Segundo sueño

Fragmento del Diario apócrifo de Alejandra, a propósito de su encuentro con Martín en el cine Cosmos (el de la salita roja), en el segundo de sus perturbadores sueños:

Cuando llegué al Cosmos, Martín ya tenía media hora esperándome. Habíamos quedado en ver La Strada. Al entrar nos dimos con la sorpresa de que las butacas y las paredes rojas habían cambiado completamente de posición, parecían haber retrocedido y daban la impresión de estar aguardándonos, como si nosotros fuéramos a ser su función.
La sala estaba vacía, pero la atmósfera que se respiraba allí dentro era espesa, como si en vez de aire uno inhalase sangre.
Agarré a Martín por una de las mangas de su saco (creo que fue la derecha), y lo forcé a huir. Él se resistió. Me dijo que quería ver cuál sería su papel, que si el de Zampanó o el del loco del violín, que cuál creía yo que le iba mejor.

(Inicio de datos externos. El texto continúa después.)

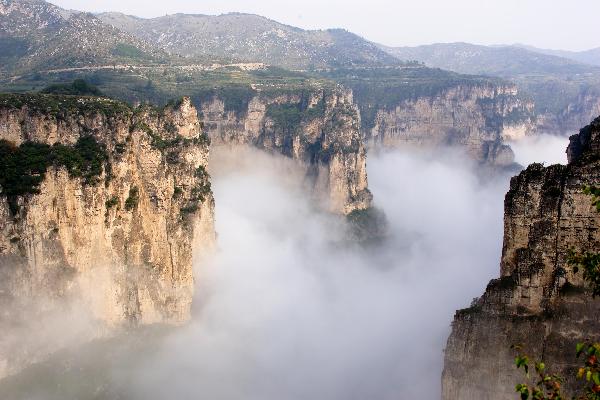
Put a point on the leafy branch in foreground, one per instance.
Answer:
(547, 386)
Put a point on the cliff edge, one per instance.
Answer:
(101, 206)
(537, 301)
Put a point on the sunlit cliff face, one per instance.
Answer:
(286, 310)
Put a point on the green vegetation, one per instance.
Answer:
(134, 197)
(79, 87)
(63, 106)
(129, 51)
(113, 201)
(289, 116)
(24, 167)
(593, 191)
(546, 386)
(387, 87)
(367, 226)
(191, 208)
(235, 97)
(177, 191)
(203, 189)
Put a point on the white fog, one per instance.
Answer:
(285, 311)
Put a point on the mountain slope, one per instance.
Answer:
(253, 38)
(505, 61)
(37, 35)
(591, 56)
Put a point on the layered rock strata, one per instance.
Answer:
(118, 244)
(538, 301)
(318, 128)
(477, 118)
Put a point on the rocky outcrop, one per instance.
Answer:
(538, 301)
(319, 128)
(477, 118)
(118, 243)
(577, 112)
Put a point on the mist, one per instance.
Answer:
(286, 312)
(287, 309)
(544, 148)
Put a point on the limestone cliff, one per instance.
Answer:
(476, 117)
(320, 128)
(538, 301)
(115, 235)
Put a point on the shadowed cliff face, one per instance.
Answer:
(83, 254)
(287, 310)
(538, 301)
(319, 129)
(475, 118)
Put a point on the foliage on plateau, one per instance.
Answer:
(24, 167)
(78, 87)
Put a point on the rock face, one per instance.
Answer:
(538, 301)
(475, 117)
(580, 109)
(318, 128)
(119, 245)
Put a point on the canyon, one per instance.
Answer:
(117, 240)
(538, 302)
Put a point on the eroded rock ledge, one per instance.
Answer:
(319, 128)
(119, 244)
(538, 301)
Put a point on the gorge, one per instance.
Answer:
(228, 207)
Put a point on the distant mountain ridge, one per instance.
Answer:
(254, 38)
(591, 56)
(35, 34)
(503, 61)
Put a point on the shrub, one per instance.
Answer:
(24, 167)
(113, 201)
(133, 199)
(78, 87)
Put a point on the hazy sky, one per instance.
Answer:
(559, 24)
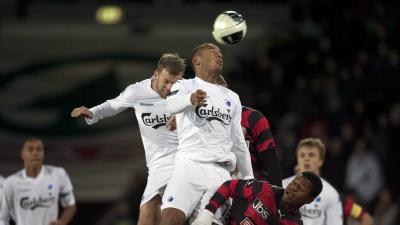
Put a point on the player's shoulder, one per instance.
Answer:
(13, 178)
(328, 189)
(54, 170)
(287, 180)
(139, 84)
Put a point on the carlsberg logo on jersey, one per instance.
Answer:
(261, 210)
(154, 121)
(213, 114)
(34, 203)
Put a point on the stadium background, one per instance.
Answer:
(328, 69)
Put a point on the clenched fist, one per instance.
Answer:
(81, 111)
(198, 98)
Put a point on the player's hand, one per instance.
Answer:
(205, 218)
(171, 123)
(58, 222)
(81, 111)
(198, 98)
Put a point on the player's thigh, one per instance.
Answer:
(217, 175)
(150, 212)
(172, 216)
(156, 182)
(185, 188)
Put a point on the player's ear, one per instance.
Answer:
(309, 199)
(155, 74)
(196, 60)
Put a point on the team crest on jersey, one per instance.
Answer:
(213, 114)
(228, 103)
(310, 212)
(154, 121)
(246, 221)
(32, 204)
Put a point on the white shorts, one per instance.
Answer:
(160, 172)
(192, 184)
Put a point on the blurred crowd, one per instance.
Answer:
(334, 77)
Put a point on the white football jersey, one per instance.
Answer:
(326, 209)
(209, 133)
(34, 201)
(1, 187)
(151, 114)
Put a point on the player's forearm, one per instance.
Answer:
(107, 109)
(244, 162)
(271, 167)
(68, 214)
(177, 104)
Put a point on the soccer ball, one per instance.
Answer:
(229, 28)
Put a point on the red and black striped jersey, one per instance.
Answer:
(258, 135)
(254, 202)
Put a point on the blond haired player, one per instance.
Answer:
(326, 209)
(147, 97)
(31, 196)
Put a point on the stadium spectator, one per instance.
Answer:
(31, 196)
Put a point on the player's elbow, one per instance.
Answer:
(367, 219)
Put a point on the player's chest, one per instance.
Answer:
(30, 195)
(151, 113)
(220, 108)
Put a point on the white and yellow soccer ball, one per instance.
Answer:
(229, 28)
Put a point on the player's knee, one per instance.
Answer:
(172, 216)
(150, 212)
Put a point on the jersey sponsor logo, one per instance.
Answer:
(261, 210)
(213, 114)
(154, 121)
(246, 221)
(31, 204)
(228, 103)
(311, 213)
(145, 104)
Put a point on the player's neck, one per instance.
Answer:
(32, 171)
(210, 78)
(290, 208)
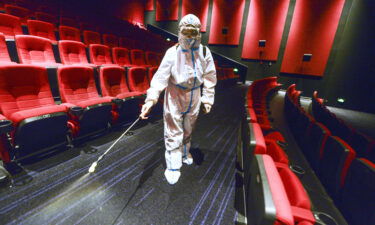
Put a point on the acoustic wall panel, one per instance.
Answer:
(198, 8)
(311, 36)
(226, 22)
(166, 10)
(149, 5)
(264, 29)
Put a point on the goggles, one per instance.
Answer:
(189, 31)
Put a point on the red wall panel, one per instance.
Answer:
(266, 21)
(198, 8)
(166, 10)
(313, 29)
(226, 14)
(149, 5)
(132, 11)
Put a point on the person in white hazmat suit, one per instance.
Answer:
(183, 70)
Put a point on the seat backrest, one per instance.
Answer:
(41, 29)
(34, 50)
(152, 58)
(259, 145)
(315, 143)
(100, 54)
(69, 33)
(137, 57)
(333, 166)
(267, 201)
(10, 25)
(23, 87)
(46, 17)
(91, 37)
(76, 83)
(121, 56)
(72, 52)
(113, 81)
(4, 54)
(110, 40)
(18, 11)
(137, 78)
(358, 196)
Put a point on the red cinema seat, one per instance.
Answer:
(26, 100)
(334, 163)
(42, 29)
(121, 56)
(91, 37)
(297, 195)
(113, 84)
(77, 89)
(69, 33)
(10, 25)
(18, 11)
(276, 152)
(110, 40)
(100, 55)
(137, 57)
(315, 142)
(152, 59)
(35, 50)
(73, 53)
(46, 17)
(266, 197)
(4, 54)
(137, 79)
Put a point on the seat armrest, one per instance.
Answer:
(5, 125)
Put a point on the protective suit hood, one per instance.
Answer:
(189, 35)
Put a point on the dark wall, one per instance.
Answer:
(350, 71)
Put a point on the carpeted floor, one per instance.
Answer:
(128, 186)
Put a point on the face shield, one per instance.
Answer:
(189, 32)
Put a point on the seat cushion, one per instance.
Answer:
(129, 94)
(276, 152)
(297, 194)
(93, 101)
(24, 114)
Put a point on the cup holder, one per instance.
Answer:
(76, 111)
(297, 170)
(324, 219)
(282, 144)
(5, 126)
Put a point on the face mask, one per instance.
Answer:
(189, 43)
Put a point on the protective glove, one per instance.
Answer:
(146, 108)
(206, 108)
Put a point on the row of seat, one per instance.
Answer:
(256, 100)
(31, 121)
(334, 161)
(266, 165)
(37, 50)
(275, 195)
(364, 145)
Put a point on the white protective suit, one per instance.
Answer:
(181, 73)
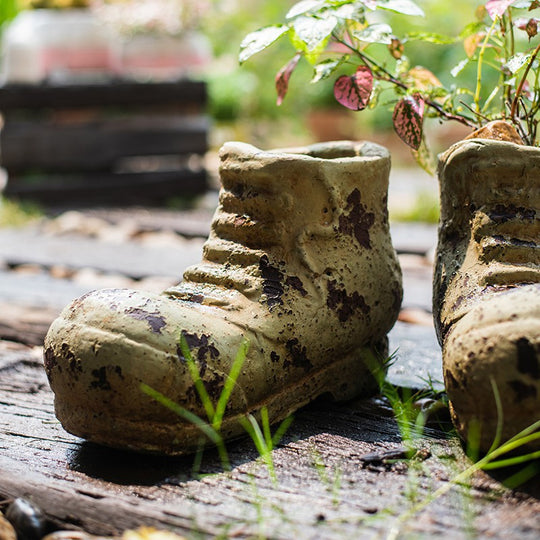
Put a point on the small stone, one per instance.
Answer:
(73, 535)
(149, 533)
(497, 130)
(7, 532)
(416, 316)
(27, 519)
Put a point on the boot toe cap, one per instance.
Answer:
(105, 346)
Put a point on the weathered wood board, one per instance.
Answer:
(326, 486)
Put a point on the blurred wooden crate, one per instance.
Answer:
(115, 143)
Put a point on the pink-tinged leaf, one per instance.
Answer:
(408, 120)
(283, 76)
(529, 25)
(354, 91)
(496, 8)
(371, 4)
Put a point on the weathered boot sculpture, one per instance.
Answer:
(487, 286)
(298, 262)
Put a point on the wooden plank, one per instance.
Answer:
(98, 145)
(102, 188)
(324, 486)
(131, 259)
(112, 93)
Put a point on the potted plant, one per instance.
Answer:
(55, 40)
(487, 275)
(159, 39)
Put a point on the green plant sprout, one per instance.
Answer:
(346, 39)
(411, 423)
(210, 429)
(264, 441)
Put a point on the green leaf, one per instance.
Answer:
(456, 70)
(303, 7)
(312, 31)
(350, 11)
(471, 29)
(375, 33)
(516, 62)
(259, 40)
(429, 37)
(406, 7)
(324, 69)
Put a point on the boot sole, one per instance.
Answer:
(342, 380)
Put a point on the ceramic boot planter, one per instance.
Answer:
(487, 286)
(299, 262)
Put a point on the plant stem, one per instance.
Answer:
(519, 89)
(479, 67)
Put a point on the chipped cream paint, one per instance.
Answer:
(487, 284)
(299, 261)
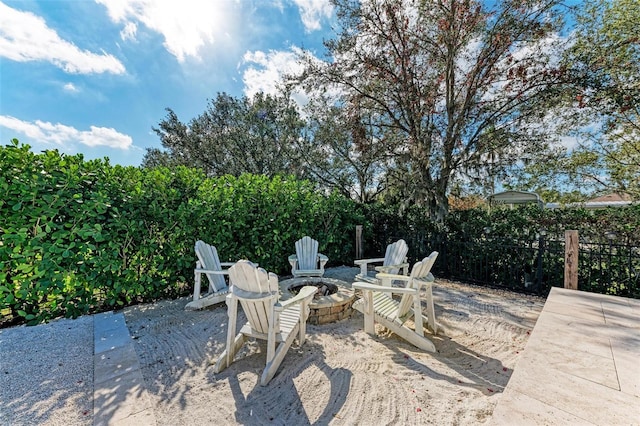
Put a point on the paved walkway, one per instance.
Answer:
(119, 395)
(580, 365)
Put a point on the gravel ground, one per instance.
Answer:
(46, 373)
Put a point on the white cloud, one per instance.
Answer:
(26, 37)
(267, 69)
(70, 87)
(186, 25)
(62, 135)
(312, 11)
(129, 31)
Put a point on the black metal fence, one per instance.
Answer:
(528, 265)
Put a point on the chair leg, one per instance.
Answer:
(369, 326)
(431, 313)
(272, 366)
(227, 356)
(196, 287)
(417, 314)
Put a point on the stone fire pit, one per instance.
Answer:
(331, 303)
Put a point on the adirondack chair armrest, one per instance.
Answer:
(211, 271)
(306, 293)
(365, 261)
(386, 279)
(364, 264)
(375, 287)
(250, 295)
(426, 281)
(387, 268)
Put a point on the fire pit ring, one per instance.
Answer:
(332, 305)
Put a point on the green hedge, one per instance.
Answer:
(83, 236)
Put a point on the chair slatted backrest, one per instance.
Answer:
(257, 291)
(209, 260)
(307, 253)
(396, 254)
(421, 271)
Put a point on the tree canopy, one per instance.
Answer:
(452, 87)
(234, 136)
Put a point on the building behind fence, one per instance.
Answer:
(531, 265)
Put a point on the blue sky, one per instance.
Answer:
(94, 76)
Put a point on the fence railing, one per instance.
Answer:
(532, 266)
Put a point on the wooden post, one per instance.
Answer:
(571, 260)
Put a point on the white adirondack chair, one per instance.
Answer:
(268, 319)
(377, 304)
(209, 264)
(307, 262)
(394, 260)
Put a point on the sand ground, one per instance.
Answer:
(341, 376)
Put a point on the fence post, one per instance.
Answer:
(571, 259)
(358, 241)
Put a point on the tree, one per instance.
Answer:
(342, 150)
(605, 96)
(456, 83)
(234, 136)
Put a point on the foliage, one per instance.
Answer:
(512, 247)
(453, 88)
(341, 150)
(83, 236)
(602, 104)
(234, 136)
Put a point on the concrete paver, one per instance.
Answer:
(579, 365)
(119, 395)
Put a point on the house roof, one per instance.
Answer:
(514, 197)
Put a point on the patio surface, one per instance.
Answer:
(580, 365)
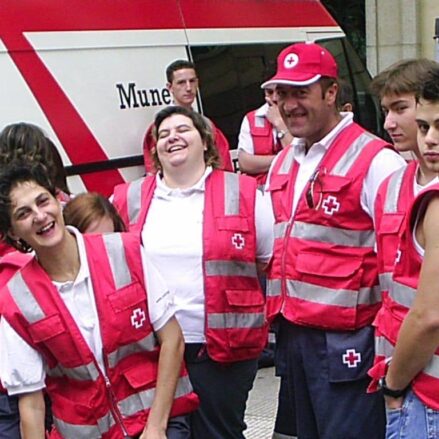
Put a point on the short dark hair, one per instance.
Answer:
(345, 94)
(29, 142)
(211, 156)
(178, 64)
(429, 90)
(13, 174)
(405, 76)
(85, 208)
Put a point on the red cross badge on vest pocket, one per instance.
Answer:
(330, 205)
(238, 241)
(138, 318)
(351, 358)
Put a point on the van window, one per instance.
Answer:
(230, 79)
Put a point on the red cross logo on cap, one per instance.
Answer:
(138, 318)
(331, 205)
(238, 241)
(291, 61)
(351, 358)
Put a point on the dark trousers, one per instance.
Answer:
(9, 417)
(223, 391)
(330, 397)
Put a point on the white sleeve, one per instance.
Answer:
(245, 141)
(264, 222)
(382, 165)
(22, 368)
(160, 300)
(276, 158)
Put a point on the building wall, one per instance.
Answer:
(429, 11)
(397, 29)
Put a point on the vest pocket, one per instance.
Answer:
(66, 414)
(391, 223)
(142, 377)
(233, 222)
(345, 270)
(46, 328)
(245, 323)
(326, 289)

Nunca pude entender el ensimismamiento de Martín, era como si de repente, se vaciara y se fuera volando. Todavía asustada, me senté en una de esas butacas intimidantes y lo animé a que hiciera el del loco. Entonces, violentamente, cogió mi pie izquierdo, lo puso sobre su hombro derecho y empezó a raspar con su quijada, justo allí, en la antípoda de mi talón. Yo solo lo contemplaba, como si en sus ubicuos ojos pudiera encontrar una brecha de luz, extendida hacia mí en forma de rampa, para así subir por ella y desaparecer en sus adentros, con la rapidez y ligereza de una repentina bocanada.

Pero he abierto los ojos. Entre nosotros, todavía, todo sigue siendo abismo tenebroso.

Sábado 7 de junio de 2003.
                                  A.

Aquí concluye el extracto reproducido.